I wish I had an answer but what I’ve found in many years of looking for a variety of answers is that it is almost never one thing. The delays will help providers or at least take some of the pressure off. Although the Supreme Court ruling on ACA and the Presidential election will add more uncertainty to the mix, one thing we know won’t change is the need to protect data. We also know the need to share it is going to increase, the need to keep the data available and accessible to the right people at any time on any device. And I think that is part of what’s happening. It is kind of a “perfect storm”. Healthcare has to do what security, privacy and compliance has always been about doing.

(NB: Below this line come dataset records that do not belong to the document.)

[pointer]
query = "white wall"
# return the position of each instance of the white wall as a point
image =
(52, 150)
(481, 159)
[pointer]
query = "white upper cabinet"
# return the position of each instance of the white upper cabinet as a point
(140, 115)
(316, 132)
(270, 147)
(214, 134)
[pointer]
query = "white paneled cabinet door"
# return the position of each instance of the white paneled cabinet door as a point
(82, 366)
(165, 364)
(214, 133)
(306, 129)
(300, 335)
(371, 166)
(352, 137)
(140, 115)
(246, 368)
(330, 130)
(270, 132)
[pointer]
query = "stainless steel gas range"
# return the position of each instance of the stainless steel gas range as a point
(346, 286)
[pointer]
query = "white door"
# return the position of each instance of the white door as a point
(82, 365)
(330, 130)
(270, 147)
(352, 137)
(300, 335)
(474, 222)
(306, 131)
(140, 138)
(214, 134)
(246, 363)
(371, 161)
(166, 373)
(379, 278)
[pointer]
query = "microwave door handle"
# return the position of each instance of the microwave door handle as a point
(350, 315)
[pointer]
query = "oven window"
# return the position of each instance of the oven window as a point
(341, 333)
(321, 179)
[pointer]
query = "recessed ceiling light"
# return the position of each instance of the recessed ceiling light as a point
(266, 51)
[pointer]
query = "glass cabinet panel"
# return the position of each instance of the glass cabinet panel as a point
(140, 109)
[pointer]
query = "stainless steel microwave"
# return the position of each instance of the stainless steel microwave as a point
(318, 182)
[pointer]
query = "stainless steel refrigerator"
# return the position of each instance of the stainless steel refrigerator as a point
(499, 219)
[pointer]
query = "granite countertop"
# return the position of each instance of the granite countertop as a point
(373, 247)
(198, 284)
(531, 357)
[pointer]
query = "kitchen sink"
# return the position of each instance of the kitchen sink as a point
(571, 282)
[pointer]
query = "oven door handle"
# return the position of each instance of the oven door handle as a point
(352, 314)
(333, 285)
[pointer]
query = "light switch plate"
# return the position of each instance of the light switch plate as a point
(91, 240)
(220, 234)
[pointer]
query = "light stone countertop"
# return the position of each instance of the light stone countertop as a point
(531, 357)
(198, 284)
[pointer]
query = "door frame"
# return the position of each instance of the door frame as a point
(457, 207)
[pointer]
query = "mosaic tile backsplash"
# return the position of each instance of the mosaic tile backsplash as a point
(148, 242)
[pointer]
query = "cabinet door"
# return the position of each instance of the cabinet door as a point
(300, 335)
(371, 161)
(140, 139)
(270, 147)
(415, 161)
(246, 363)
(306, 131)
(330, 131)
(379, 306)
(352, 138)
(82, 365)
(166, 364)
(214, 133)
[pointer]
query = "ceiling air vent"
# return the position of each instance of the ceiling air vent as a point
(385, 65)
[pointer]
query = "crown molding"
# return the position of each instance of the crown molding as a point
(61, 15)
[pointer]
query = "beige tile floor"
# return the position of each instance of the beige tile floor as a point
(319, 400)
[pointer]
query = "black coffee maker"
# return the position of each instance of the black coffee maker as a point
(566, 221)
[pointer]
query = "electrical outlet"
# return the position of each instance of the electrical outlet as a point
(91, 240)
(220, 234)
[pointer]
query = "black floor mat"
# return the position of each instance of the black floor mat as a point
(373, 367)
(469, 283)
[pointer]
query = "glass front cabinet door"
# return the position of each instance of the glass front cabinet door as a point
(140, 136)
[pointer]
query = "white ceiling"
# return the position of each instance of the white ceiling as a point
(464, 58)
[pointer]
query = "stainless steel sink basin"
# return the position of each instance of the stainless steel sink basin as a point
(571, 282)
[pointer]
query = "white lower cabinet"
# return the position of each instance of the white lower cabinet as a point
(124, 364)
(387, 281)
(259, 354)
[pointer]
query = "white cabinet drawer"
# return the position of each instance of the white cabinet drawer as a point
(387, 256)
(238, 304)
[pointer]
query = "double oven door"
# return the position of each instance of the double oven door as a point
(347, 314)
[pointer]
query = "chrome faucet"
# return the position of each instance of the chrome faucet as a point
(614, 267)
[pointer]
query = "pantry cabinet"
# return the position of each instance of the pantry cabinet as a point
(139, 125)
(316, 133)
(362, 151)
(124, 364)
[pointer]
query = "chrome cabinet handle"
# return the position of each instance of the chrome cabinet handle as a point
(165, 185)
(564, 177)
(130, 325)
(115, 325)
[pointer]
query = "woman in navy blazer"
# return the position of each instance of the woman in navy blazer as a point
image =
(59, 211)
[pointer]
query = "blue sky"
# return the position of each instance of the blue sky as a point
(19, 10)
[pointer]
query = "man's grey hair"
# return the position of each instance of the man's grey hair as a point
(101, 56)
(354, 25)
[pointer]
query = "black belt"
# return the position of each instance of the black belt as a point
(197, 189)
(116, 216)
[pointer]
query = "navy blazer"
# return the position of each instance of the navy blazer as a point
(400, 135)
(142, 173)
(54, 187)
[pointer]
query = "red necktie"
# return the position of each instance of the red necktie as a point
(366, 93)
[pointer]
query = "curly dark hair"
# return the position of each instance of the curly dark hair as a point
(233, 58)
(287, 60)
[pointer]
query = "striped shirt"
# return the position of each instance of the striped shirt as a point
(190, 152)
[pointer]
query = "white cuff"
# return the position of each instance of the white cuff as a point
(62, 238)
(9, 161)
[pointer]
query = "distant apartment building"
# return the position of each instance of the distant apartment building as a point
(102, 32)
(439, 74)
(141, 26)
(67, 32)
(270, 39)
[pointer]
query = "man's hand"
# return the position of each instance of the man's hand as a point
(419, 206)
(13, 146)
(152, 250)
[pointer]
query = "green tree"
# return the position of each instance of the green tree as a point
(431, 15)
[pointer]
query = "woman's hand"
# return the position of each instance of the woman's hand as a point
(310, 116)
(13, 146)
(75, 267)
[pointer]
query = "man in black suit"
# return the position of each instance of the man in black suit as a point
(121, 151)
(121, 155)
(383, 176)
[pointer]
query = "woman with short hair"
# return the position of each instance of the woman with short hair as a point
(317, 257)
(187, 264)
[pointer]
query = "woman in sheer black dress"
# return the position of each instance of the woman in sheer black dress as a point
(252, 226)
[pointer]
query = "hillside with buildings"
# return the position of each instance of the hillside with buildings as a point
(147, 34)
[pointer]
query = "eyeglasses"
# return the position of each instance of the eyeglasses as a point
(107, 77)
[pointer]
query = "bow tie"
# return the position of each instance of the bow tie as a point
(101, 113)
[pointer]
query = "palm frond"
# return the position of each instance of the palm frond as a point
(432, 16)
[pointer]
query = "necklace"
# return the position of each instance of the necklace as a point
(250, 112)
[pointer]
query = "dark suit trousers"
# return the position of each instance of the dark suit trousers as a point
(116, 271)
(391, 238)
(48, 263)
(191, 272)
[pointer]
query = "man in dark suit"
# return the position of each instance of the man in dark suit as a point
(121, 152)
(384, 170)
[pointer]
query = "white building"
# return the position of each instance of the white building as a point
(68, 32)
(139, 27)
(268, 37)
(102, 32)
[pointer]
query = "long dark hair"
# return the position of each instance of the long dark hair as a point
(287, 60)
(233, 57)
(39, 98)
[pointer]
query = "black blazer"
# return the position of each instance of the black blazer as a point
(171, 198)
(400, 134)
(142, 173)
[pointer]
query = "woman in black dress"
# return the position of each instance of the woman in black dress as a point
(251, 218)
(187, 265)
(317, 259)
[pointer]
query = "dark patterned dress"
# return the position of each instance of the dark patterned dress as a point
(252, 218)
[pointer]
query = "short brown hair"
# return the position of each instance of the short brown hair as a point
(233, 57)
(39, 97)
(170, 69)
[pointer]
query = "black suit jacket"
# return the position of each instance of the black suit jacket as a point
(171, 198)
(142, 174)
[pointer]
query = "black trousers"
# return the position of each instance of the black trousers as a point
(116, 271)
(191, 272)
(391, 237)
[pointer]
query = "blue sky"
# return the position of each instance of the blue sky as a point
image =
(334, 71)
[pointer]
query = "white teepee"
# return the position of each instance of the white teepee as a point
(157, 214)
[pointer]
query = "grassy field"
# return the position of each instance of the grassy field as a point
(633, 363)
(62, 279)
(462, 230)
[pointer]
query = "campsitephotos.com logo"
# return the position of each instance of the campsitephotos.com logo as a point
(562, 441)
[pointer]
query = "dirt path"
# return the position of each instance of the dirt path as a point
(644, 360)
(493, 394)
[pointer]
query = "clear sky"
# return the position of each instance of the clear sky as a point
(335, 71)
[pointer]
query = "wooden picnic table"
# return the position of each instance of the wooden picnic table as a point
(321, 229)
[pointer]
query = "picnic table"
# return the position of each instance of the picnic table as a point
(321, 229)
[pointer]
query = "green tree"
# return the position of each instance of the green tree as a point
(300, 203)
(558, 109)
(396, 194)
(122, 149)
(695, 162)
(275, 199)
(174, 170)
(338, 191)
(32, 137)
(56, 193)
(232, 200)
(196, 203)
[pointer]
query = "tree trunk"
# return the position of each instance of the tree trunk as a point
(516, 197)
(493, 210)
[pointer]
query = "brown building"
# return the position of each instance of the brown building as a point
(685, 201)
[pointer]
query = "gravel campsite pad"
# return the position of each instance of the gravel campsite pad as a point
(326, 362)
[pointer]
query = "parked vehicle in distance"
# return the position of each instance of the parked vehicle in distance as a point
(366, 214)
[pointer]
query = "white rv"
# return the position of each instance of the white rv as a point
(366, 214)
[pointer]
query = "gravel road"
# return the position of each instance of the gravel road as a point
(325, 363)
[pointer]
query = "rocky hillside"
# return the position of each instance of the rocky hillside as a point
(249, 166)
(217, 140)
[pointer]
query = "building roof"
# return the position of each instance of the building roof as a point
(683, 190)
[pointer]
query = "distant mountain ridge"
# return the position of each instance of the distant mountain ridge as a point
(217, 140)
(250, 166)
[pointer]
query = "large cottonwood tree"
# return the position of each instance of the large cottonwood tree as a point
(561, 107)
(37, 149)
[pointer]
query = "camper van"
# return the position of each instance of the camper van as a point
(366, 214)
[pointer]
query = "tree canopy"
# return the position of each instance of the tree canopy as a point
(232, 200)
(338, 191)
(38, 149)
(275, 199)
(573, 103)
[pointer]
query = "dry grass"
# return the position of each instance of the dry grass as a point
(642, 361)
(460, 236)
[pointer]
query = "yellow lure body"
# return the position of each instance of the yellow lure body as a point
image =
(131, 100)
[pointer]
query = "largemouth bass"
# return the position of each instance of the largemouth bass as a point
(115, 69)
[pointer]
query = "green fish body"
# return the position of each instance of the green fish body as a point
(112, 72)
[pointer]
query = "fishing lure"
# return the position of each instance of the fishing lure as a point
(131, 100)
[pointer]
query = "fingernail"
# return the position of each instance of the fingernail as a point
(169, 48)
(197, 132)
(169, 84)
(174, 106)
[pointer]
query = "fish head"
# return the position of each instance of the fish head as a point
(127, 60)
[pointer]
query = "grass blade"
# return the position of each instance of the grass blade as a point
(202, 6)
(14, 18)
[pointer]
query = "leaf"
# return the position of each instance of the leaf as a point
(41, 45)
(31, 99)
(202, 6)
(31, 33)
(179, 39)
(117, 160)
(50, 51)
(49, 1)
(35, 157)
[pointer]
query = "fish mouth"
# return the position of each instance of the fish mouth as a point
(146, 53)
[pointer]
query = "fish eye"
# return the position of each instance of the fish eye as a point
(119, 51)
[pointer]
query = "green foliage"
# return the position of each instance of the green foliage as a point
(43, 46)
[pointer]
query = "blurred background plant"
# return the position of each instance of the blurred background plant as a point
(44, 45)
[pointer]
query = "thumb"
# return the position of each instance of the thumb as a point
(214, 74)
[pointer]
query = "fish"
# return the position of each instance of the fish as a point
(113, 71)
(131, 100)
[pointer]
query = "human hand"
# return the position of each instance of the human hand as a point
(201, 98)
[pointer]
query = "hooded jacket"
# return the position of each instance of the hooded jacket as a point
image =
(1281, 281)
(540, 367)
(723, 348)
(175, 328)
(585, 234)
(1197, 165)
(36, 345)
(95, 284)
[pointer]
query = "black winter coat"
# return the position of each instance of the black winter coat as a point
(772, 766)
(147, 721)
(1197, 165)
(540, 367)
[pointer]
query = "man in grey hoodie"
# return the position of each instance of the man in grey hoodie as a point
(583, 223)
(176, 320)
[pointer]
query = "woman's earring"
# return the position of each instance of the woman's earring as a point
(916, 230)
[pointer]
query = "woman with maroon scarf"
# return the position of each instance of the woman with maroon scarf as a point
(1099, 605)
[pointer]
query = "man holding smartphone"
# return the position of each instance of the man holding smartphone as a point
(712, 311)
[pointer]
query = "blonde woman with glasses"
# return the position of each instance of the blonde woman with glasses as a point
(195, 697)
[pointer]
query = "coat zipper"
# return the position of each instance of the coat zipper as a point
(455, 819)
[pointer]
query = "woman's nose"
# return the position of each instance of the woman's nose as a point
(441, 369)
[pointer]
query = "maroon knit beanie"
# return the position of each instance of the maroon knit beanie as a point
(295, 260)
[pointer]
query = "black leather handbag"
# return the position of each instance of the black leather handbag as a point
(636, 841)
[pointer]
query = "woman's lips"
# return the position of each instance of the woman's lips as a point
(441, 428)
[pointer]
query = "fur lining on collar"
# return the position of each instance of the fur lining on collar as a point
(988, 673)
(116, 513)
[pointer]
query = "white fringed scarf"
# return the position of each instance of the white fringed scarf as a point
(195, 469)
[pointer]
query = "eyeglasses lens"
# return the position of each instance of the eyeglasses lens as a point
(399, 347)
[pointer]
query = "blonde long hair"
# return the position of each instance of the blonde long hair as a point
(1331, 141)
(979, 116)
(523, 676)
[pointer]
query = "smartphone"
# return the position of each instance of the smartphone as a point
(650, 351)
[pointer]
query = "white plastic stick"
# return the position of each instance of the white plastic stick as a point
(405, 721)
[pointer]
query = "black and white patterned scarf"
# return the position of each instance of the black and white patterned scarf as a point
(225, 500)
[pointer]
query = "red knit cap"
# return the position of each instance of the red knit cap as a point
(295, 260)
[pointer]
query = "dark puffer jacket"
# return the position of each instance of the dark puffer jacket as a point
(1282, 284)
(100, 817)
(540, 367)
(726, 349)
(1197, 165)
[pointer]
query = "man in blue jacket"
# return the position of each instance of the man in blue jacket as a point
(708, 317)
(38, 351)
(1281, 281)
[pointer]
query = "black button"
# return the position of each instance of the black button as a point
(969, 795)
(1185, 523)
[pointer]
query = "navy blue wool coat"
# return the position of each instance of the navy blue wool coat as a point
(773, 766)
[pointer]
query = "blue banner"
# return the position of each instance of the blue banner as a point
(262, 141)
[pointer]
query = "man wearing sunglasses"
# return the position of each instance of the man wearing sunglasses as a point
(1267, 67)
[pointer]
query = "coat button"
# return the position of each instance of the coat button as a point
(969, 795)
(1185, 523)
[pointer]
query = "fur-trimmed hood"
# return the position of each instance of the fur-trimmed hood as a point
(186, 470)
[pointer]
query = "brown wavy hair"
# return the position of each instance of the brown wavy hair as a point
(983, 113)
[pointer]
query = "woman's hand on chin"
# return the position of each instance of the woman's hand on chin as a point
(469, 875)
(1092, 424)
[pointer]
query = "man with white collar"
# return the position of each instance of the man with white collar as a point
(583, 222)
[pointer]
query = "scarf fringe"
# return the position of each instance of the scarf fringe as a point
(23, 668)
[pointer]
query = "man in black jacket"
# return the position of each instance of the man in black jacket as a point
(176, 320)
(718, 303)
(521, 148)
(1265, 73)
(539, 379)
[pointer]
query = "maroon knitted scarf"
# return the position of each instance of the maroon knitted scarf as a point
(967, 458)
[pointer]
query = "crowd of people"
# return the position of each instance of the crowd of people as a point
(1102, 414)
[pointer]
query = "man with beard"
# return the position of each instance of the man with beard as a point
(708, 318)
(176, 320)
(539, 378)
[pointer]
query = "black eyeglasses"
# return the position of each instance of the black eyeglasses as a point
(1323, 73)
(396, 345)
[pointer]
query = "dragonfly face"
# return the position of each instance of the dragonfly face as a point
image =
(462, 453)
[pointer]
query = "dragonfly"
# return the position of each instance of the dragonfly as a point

The EHR drove a lot of this – – just having all that data in one place. Then meaningful use pushed beyond having it to having to share it. The slow march in healthcare toward virtualization – – server, storage, desktop helped make cloud more acceptable. And then mobile, perhaps you’ve heard something about mobility, mHealth, and consumerization. We even have mHIMSS! Users, who can always go faster than a corporate IT department – – they have less to worry about – – figured out that it isn’t about IT, it is about the data.
IT departments are starting to understand and respond to that need. Unfortunately, they still feel the burden of responsibility for protecting the data (and the users) despite the long list of other To Do’s and the limited budget and staffing they get. Protection is not about point solutions – – it is about a strategy and a risk-based approach to protection.
The idea of relying on risk analysis in order to make important decisions is not new to the medical community. When deciding whether to perform invasive procedures or difficult therapies, clinicians always consider the implications and trade-offs to the patient. You have to assess the Return on Investment or the ability to attract specialists or expanded diagnostic capabilities when looking at expanding your facility or purchasing an expensive piece of diagnostic equipment. This is a kind of risk analysis.
Today, an enormous amount of information is captured, stored and viewed in electronic form. This includes EMRs, immunization and other registries to large national databases. We expect digital patient information to be accessible, dependable and protected from abuse or improper access. This trend toward digital data and the requirements to share it will only grow.
The risks to the data have become greater, too. Exchange of clinical information has been growing and is now mandated. The threat landscape has also been transformed as more information is collected and stored in the offices and computers of healthcare providers. What providers need is an approach to risk that allows medical organizations to identify risks to that information, prioritize those risks and take the actions required to manage them and control risks. Now, clearly, is the time to start that.